Operational Carbon-Flux Forecasting for Peatlands

A foundation-model approach to 96-hour net ecosystem exchange prediction, validated against a reproducible benchmark.

Technical whitepaper · First edition · 2026 · Pre-launch

Abstract — MAZE produces 96-hour, hourly forecasts of net ecosystem exchange (NEE) for peatland sites from the recent history of a site's own flux signal. The forecasting engine is a fine-tuned time-series foundation model. On a held-out blanket-bog peatland it attains an aggregate R² of 0.60 across the full 96-hour horizon; on a structurally different forest site it reaches 0.73–0.77, where conventional machine-learning models lose 37–54% of their skill. Critically, the checkpoint served in production is the one that was validated — the system users receive is the validated model, not an approximation of it. Every forecast carries a calibrated uncertainty band and an explicit flag on the hours least likely to be reliable. This document sets out the method, the validation evidence, and — as importantly — the current limits of what MAZE claims.

1. The monitoring gap

Net ecosystem exchange is the net of two large, opposing fluxes — photosynthetic uptake of carbon and its release through ecosystem respiration. Over a peatland it swings between net uptake and net release on daily and seasonal cycles, governed by water-table depth, temperature, light and the slow biogeochemistry of waterlogged peat. Whether a given site is currently a sink or a source is therefore not a fixed property; it is a moving quantity that has to be tracked.

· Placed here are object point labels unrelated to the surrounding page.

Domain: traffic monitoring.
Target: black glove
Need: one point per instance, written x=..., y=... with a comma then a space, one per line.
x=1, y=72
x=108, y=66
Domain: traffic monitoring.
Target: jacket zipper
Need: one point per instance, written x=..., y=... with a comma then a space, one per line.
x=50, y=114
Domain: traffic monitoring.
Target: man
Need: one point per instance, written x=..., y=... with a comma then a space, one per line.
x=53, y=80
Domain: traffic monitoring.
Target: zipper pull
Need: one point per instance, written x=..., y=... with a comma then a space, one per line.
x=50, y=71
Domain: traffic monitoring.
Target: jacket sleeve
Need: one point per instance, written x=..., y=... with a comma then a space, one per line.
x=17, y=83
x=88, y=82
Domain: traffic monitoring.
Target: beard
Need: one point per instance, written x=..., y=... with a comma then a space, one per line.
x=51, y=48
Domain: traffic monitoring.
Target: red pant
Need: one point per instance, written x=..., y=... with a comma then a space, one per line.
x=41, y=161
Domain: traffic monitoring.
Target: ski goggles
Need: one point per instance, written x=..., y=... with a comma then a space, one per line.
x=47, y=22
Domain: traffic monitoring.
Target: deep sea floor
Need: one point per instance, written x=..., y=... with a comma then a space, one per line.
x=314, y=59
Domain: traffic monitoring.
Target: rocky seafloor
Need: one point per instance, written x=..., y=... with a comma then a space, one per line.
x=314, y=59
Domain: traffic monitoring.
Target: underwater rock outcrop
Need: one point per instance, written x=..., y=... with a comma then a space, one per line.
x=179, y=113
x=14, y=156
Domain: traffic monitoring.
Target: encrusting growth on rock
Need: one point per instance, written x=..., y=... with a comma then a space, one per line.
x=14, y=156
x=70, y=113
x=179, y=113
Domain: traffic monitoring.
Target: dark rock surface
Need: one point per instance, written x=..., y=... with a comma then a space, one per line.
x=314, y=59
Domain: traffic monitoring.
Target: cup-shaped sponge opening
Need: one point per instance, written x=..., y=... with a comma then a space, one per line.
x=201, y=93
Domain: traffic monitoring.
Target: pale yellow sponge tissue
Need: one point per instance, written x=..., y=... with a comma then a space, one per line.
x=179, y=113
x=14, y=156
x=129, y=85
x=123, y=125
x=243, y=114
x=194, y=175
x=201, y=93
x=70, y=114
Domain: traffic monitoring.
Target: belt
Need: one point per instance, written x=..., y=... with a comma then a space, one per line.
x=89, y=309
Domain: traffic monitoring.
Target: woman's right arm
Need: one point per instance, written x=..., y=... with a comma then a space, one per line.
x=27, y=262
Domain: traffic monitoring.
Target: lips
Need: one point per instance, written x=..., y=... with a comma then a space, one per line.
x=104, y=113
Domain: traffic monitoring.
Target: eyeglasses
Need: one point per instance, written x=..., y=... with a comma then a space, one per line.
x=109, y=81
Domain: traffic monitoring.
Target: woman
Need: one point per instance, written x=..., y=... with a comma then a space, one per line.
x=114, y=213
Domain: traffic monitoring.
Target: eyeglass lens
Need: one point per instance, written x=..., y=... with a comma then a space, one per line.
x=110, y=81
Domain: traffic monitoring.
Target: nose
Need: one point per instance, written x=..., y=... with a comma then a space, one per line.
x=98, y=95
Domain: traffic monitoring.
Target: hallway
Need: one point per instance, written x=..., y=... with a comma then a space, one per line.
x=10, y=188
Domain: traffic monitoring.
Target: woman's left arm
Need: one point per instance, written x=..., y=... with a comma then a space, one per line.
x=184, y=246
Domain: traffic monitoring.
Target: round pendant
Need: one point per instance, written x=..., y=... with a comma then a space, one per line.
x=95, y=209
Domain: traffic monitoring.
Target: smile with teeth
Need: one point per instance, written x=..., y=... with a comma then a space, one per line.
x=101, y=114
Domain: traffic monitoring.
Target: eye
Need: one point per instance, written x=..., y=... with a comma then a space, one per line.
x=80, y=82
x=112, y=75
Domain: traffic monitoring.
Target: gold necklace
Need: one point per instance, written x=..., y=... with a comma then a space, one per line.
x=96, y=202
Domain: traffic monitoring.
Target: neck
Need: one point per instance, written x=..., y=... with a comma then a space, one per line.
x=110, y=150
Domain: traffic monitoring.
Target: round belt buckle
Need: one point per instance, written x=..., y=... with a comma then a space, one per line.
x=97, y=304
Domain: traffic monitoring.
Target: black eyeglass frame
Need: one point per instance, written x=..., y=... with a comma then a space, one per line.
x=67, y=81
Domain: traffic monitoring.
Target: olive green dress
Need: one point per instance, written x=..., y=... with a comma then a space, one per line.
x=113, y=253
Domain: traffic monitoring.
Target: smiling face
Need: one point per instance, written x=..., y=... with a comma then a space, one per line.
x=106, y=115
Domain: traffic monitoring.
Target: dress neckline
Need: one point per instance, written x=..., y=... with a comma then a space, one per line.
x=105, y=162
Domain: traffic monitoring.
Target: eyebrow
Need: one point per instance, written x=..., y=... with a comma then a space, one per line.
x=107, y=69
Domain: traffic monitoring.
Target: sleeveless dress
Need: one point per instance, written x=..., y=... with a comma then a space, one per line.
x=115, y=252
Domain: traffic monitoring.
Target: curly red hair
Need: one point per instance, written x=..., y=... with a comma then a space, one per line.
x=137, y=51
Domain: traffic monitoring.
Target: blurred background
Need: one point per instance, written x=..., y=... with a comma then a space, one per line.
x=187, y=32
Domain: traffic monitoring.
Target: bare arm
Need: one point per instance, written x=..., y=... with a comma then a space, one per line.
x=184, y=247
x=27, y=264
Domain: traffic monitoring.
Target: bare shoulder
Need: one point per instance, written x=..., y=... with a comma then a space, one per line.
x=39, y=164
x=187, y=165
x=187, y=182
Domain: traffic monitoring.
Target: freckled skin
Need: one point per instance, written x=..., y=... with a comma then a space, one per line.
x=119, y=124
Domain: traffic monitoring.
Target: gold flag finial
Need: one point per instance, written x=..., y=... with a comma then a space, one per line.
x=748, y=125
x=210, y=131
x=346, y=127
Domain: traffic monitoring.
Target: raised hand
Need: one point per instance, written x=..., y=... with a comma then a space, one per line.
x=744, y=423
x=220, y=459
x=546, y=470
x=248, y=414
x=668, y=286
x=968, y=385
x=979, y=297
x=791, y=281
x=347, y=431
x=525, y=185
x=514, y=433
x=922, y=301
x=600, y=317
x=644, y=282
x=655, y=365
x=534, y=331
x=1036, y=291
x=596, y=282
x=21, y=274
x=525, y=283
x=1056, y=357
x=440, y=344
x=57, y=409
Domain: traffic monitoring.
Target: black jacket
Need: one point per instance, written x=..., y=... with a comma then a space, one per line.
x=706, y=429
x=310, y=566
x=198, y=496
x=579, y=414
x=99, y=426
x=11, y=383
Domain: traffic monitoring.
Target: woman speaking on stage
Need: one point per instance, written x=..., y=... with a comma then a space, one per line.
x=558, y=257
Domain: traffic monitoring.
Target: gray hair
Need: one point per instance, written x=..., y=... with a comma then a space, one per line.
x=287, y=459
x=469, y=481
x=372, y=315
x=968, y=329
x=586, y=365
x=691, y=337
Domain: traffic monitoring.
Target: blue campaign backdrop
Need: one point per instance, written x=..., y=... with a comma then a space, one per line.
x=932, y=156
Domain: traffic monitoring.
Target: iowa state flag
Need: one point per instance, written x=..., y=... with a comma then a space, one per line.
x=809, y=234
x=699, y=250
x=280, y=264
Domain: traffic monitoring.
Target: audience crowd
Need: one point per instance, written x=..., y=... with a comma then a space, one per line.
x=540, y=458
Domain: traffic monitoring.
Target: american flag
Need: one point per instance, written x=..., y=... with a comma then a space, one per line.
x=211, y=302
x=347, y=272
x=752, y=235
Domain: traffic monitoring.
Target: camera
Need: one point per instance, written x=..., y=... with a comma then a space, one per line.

Direct measurement is possible but scarce. Eddy-covariance flux towers measure NEE accurately, yet they are expensive, sparse, and absent from the overwhelming majority of sites that a restoration programme or a carbon-project portfolio actually needs to understand. Process-based ecosystem models exist but are slow to configure and calibrate per site. For the people who develop, finance and verify peatland carbon projects — increasingly under standards such as the UK Peatland Code — the practical need is a forward-looking estimate of flux at a specific site, on a timescale relevant to management, without instrumenting every hectare.

There is also a machine-learning obstacle that any deployable product must confront. Models trained to predict flux in one ecosystem typically degrade sharply when applied to another — precisely the situation faced by a service that must forecast across many heterogeneous real-world sites rather than the one it was tuned on. A method that only works on the ecosystem it was trained on is not an operational tool. Robustness across site types is not a nice-to-have; it is the product.

2. Approach

MAZE is built on a time-series foundation model — an 80-million-parameter transformer (the TEMPO family) pretrained on a large, structurally diverse corpus of time series. Rather than learning peatland flux from scratch, MAZE adapts these pretrained temporal representations to NEE forecasting. This is the same shift that reshaped language and vision: a general model with broad prior structure, specialised to a domain, tends to generalise where a narrowly-trained model overfits.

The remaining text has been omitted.